Soluzioni stabili. A poche decine di metri sta per accogliere i clienti “Fraschetta”, in via Adelardi, che raddoppia il ristorante di via Carlo Mayr. «Apriremo verso metà settembre – annuncia Giovanni Turco, uno dei soci del locale – Il personale? Lo stiamo cercando e le candidature per l’attività in allestimento arrivano. Sarà uno street food che si ispira alla cucina romana (saccoccia, maritozzo salato, supplì, formaggi del Lazio, salumi). Ci chiamano molti giovani che cercano un impiego temporaneo e mettono i paletti sul sabato e sulla domenica. Noi cerchiamo soluzioni più stabili, ma ce la faremo».

“Pizzium”, che ha aperto al pubblico il 30 aprile, ha trovato un equilibrio che al momento soddisfa quasi tutte le esigenze in sala e in cucina: «Stiamo cercando un cameriere e i colloqui sono in corso – spiega Wassim Dalaty, al timone del locale di corso Martiri – No, non abbiamo avuto problemi particolari a reperire le figure da immettere in organico. Abbiamo molti dipendenti giovani e siamo contenti di come è andata fino ad ora».

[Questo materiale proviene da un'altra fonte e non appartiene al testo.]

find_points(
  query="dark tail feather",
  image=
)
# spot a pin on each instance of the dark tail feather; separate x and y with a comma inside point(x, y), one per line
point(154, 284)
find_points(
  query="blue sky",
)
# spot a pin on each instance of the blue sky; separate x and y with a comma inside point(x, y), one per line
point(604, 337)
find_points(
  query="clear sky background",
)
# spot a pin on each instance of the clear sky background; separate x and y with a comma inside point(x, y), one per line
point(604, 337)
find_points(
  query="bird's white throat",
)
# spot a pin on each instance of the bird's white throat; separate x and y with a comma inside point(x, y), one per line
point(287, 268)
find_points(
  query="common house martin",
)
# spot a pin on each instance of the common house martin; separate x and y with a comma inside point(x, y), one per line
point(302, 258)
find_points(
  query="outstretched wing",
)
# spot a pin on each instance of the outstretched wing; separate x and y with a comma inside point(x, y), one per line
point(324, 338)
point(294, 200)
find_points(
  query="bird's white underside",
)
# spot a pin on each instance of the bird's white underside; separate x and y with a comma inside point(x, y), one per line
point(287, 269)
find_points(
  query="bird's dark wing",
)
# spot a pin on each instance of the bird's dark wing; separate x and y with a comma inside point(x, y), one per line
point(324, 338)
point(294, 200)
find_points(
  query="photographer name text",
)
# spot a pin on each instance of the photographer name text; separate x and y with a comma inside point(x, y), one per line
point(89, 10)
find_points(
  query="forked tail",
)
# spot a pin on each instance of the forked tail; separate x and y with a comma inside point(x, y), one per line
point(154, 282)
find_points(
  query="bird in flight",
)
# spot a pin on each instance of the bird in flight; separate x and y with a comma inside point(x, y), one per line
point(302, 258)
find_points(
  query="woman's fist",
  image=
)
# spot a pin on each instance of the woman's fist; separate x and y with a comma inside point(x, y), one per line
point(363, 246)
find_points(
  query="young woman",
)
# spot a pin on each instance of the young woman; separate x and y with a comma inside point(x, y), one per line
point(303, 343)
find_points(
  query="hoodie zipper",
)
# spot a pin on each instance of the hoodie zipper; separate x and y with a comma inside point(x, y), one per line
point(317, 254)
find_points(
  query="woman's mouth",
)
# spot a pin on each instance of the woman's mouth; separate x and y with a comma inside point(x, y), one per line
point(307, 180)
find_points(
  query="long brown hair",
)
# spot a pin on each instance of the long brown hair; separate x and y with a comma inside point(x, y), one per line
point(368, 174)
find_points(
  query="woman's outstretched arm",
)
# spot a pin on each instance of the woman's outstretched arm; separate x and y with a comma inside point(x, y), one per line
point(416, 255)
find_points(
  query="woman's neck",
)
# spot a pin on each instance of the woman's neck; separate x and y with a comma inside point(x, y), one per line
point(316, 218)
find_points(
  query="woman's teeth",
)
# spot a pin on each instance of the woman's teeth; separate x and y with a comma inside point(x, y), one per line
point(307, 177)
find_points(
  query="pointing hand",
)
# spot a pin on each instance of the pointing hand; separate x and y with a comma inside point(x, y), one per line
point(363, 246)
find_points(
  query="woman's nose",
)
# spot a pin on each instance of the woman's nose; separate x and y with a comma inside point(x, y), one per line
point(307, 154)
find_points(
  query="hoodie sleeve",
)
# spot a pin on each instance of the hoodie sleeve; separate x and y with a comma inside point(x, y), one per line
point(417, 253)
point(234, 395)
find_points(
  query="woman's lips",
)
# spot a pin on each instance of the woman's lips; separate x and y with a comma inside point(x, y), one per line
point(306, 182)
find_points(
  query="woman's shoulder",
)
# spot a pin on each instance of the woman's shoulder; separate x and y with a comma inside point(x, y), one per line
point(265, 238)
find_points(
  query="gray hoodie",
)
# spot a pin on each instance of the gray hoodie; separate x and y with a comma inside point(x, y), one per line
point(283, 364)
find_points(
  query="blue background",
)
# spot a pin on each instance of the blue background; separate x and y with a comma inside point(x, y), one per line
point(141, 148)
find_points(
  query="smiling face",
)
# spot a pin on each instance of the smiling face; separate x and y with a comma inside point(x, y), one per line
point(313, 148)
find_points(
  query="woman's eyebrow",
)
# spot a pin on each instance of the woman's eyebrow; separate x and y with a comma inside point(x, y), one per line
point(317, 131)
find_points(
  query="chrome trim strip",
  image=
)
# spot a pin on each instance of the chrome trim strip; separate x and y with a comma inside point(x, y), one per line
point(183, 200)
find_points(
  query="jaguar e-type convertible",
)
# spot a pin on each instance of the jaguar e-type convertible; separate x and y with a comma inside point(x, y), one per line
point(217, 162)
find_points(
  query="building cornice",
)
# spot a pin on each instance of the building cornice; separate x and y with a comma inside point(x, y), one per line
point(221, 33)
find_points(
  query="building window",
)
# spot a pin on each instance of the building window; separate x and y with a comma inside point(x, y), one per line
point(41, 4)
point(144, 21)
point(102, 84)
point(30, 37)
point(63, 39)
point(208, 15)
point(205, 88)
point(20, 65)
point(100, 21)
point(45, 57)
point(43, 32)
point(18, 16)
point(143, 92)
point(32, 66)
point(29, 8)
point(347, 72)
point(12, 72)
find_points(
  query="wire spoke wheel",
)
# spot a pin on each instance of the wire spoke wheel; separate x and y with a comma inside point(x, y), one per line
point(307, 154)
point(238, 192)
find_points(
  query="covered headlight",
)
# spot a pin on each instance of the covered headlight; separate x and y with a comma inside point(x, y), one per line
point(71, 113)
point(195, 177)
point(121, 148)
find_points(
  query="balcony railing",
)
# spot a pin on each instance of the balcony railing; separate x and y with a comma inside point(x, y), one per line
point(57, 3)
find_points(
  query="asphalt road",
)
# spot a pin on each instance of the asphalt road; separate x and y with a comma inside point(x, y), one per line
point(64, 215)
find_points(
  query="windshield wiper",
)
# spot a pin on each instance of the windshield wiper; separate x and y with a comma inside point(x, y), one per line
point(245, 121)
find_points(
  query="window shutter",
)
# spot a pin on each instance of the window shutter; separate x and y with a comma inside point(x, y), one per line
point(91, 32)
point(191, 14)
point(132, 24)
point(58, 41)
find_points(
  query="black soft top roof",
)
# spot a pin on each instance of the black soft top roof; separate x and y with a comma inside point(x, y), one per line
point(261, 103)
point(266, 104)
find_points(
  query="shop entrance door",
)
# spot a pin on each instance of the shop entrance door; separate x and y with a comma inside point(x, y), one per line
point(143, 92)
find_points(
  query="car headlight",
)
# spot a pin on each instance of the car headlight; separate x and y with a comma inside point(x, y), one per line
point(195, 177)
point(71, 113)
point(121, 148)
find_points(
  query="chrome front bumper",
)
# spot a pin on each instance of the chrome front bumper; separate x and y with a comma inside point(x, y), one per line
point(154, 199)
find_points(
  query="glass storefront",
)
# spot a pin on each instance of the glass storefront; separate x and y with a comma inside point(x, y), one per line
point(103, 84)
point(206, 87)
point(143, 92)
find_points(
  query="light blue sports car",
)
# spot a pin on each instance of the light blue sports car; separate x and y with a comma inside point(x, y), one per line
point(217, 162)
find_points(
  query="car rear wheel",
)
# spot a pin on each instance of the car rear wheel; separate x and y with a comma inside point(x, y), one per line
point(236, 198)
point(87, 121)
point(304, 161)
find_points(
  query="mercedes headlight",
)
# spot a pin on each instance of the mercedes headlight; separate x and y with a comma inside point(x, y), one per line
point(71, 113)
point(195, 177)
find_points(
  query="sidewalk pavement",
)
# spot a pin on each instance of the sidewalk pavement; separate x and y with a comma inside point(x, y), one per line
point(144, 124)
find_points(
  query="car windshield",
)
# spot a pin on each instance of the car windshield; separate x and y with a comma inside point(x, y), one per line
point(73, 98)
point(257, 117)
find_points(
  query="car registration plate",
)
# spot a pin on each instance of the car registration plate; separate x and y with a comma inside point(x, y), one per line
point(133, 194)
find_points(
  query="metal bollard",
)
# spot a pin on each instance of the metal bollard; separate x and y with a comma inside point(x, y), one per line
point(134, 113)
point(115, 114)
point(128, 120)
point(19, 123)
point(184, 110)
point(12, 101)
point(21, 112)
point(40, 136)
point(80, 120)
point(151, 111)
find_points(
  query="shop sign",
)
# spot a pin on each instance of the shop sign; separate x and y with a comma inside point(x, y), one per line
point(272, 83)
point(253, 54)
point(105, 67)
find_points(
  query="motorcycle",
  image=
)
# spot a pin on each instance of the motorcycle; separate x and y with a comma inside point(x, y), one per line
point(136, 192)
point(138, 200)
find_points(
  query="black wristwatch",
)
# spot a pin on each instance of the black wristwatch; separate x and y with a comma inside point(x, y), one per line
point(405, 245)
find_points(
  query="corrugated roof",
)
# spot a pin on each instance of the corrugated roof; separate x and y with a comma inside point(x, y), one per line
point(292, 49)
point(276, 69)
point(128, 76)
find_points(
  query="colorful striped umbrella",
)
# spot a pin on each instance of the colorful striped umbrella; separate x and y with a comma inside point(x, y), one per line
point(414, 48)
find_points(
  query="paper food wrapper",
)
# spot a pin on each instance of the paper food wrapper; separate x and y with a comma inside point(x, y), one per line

Il profilo giusto. Forse rispetto al passato il gap si è un po’ ridotto, ma fra domanda e offerta la divaricazione è ancora evidente. Soprattutto se si cercano figure già formate ed esperte. In piazza Trento Trieste da 2-3 mesi sulla vetrina di “Just in case” (cover per cellulari) campeggia il volantino a cui è delegato il compito di convogliare le candidature per un posto da commesso/a. «Evidentemente il profilo di chi si è reso disponibile non è quello giusto», la considerazione di Giorgia, in negozio da sei mesi. Anche Silvia, dietro al bancone di Clarks, racconta che il cartello in vetrina c’è da un mese o poco più. «Cerchiamo una commessa esperta - conferma - il più delle volte si presentano persone da formare». Anche Daniela, che accoglie i clienti sotto l’insegna “Il Re”, in via Mazzini, aspetta una collega: «Le domande di assunzione arrivano - risponde - C’è una selezione in corso e una persona in prova».